KISS has closed every single performance since 1975 with an encore of "Rock and Roll All Nite", which sounds like the complete opposite of creativity. How do you think you'd handle a more traditional show, repeating the same lines, jokes, etc. for new audiences?
I've been a traditional actor, in traditional plays and movies with scripts, and while I do enjoy working with other people I don't feel it's the best use for my abilities: there are plenty of actors in the world, and not many monologuists. I can't imagine a life where I'd have the time to indulge in playing Falstaff in Henry V--there's just too much work I'm responsible for.

The questionnaire:
Favorite place to eat or drink in the city?
Schnack for Harry's tiny burgers, Grassroots Tavern for the cheap beer and blind dogs, Frankie's 457 for brunch, Bartabac for mussels and Katz's for the pastrami on a hero roll, mustard, Swiss cheese and a Boylan's black cherry soda. Don't lose your ticket.

What's the best bargain to be found in NYC?
My backyard. I have a garden apartment in Brooklyn, and it's like a tiny, private Bryant Park mixed with Rear Window. If I'm ever bored I can just look up and see world after tiny world happening around my backyard. If you're moving or thinking of moving, consider a garden apartment--you can find one if you look, and it's worth its weight in gold.

What place or thing would you declare a landmark?
Coney Island's boardwalk and its environs, which developers inexplicably want to drop a mall in the middle of.

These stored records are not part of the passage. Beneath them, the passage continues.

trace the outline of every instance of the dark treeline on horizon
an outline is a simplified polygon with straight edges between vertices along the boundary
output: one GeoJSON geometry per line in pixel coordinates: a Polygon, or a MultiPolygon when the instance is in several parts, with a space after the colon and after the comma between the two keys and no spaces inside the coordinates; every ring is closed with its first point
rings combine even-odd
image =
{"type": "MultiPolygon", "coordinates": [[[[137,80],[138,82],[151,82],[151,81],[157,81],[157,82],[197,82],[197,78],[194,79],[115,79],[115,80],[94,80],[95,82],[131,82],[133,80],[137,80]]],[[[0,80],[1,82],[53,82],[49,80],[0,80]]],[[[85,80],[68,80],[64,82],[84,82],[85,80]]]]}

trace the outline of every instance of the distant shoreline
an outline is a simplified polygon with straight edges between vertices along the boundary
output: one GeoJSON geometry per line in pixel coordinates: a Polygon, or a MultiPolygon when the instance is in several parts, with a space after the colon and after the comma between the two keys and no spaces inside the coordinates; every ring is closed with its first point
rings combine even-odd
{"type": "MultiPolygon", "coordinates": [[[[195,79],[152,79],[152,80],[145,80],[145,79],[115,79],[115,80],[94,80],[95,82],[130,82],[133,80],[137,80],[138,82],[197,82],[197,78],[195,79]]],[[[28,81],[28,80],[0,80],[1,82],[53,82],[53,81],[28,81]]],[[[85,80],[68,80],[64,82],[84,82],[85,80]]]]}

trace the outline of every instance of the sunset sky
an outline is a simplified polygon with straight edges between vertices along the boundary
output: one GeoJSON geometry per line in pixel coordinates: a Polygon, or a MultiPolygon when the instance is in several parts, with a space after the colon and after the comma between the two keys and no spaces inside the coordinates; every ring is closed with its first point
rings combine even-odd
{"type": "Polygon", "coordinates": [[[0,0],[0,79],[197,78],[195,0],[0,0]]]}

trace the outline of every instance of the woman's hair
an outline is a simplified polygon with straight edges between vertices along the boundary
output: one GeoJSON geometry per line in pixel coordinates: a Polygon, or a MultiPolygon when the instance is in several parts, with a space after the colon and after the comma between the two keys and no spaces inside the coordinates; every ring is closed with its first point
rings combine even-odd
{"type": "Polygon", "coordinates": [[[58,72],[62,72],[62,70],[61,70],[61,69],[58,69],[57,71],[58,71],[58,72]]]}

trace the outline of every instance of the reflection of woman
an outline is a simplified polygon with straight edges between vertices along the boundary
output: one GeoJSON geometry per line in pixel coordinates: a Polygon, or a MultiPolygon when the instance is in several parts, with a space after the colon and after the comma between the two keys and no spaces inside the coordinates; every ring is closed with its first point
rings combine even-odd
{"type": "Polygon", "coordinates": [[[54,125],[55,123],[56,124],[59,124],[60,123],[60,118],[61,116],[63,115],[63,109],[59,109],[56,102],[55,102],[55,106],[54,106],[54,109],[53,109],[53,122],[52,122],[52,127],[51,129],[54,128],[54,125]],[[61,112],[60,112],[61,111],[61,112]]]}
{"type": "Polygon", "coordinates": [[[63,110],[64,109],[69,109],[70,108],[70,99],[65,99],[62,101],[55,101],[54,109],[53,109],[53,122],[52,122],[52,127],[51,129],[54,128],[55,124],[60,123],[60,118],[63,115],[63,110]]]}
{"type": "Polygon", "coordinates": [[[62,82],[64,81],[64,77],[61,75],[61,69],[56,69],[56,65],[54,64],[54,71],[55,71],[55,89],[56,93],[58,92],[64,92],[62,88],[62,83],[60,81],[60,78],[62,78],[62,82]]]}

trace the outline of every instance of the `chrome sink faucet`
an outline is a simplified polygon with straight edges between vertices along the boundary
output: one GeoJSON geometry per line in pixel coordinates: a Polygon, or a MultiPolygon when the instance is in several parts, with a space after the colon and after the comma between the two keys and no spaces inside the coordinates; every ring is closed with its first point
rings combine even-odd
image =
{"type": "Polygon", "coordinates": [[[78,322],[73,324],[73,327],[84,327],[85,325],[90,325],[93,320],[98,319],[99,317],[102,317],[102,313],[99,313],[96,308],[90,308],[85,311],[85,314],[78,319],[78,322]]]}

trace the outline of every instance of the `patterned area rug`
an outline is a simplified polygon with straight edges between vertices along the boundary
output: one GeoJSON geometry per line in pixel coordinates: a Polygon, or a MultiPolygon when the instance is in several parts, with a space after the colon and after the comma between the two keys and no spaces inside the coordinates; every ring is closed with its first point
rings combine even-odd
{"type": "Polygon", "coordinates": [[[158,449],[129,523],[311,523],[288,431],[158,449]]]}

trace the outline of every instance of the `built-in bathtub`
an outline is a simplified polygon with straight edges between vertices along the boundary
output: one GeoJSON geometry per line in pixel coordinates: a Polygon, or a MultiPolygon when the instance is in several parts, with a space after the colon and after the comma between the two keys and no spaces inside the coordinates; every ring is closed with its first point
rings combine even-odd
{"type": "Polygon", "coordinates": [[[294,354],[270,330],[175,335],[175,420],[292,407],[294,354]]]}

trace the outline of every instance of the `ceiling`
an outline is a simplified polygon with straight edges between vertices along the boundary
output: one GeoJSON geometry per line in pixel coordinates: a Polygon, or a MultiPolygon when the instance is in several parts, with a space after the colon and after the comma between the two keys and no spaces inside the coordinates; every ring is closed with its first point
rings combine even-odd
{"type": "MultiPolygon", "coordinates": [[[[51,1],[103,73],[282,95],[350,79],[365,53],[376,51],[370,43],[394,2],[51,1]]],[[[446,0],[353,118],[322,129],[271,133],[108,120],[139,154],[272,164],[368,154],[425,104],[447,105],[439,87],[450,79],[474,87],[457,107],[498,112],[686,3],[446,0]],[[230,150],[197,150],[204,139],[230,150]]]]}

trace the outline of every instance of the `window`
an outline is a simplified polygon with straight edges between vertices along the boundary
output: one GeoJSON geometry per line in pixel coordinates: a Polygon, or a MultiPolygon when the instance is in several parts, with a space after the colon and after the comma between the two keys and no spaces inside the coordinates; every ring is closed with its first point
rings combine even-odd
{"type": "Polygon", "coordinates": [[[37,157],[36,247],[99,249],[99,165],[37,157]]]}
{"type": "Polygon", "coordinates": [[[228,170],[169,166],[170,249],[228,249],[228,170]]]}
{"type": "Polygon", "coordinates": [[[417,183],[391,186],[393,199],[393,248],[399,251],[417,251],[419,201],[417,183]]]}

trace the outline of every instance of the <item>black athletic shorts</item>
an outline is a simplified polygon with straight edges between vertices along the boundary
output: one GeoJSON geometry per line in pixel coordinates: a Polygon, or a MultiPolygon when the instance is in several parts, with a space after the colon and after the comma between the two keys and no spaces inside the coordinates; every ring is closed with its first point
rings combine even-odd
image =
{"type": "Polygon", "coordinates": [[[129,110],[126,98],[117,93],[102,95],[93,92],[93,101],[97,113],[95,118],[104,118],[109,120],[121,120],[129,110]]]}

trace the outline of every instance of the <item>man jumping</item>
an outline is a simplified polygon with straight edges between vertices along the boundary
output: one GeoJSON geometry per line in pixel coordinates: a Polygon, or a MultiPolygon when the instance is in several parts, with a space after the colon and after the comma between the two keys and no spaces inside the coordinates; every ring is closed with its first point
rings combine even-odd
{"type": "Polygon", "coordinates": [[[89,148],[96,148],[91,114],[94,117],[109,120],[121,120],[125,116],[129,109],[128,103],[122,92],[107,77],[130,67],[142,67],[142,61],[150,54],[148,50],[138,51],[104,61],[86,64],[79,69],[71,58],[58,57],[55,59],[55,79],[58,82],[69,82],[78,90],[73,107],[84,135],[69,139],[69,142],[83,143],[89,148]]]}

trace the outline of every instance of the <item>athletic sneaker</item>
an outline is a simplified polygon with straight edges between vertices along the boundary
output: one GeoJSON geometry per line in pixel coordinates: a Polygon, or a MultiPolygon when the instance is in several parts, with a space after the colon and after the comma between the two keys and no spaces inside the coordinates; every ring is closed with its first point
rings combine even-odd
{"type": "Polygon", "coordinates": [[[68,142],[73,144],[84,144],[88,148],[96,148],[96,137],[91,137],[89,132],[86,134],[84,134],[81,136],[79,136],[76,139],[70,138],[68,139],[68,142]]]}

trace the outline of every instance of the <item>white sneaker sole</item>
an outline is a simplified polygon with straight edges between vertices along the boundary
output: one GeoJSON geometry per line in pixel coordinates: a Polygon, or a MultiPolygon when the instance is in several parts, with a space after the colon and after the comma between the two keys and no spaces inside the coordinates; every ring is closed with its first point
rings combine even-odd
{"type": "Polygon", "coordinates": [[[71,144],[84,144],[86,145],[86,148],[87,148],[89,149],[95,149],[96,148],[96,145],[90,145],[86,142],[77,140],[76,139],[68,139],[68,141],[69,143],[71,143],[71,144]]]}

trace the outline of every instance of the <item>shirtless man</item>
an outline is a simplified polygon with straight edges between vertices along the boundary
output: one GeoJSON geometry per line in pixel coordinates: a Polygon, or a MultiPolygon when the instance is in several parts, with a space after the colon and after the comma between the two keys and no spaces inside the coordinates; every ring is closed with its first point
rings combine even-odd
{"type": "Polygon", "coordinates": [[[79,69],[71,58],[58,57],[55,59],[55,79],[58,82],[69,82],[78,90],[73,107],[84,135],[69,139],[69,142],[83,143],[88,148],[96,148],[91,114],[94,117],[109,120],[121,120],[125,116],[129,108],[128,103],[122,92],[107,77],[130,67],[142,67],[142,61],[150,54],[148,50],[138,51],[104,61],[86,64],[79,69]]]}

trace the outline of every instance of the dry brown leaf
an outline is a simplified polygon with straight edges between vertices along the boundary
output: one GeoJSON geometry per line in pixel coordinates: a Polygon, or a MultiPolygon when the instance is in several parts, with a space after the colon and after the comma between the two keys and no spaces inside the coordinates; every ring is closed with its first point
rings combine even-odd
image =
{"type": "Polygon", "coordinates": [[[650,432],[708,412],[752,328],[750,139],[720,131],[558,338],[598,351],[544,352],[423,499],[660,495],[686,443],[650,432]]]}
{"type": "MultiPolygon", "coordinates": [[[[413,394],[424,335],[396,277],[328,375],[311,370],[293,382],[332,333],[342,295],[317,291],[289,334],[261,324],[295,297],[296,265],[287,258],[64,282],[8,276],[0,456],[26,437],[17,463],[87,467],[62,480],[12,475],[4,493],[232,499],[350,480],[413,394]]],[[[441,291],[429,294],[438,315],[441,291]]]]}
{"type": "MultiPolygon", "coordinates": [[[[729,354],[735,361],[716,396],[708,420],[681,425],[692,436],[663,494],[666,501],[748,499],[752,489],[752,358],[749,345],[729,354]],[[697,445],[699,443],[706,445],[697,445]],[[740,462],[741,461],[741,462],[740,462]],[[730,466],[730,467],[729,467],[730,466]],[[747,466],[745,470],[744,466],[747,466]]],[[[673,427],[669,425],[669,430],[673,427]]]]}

If you could pass one law to improve the city, what would it be?
Strip the MTA of its special powers and status and put it under the direct control of the city. This would take more than a law: it would probably take armed militia and an act of God, but as their arrogance continues that day is coming closer and closer.

Any advice for Mayor Bloomberg?
Yes. Let me address this directly to Mr. Bloomberg:

I would rather have nails driven through my cock than have the Olympics in the goddamned city, and I think a majority of folks who actually live here agree. The only people who live in the city who want this are yourself and the army of corporate entities you swept into office with you--take your stadium, your Olympics and don't seek re-election. You can go back to anally raping us with your self-branded corporation and its subsidiaries, knowing you're still a billionaire, making you unimaginably better, smarter and more deserving than everyone else you ever meet. I think, ultimately, we'll both be happier.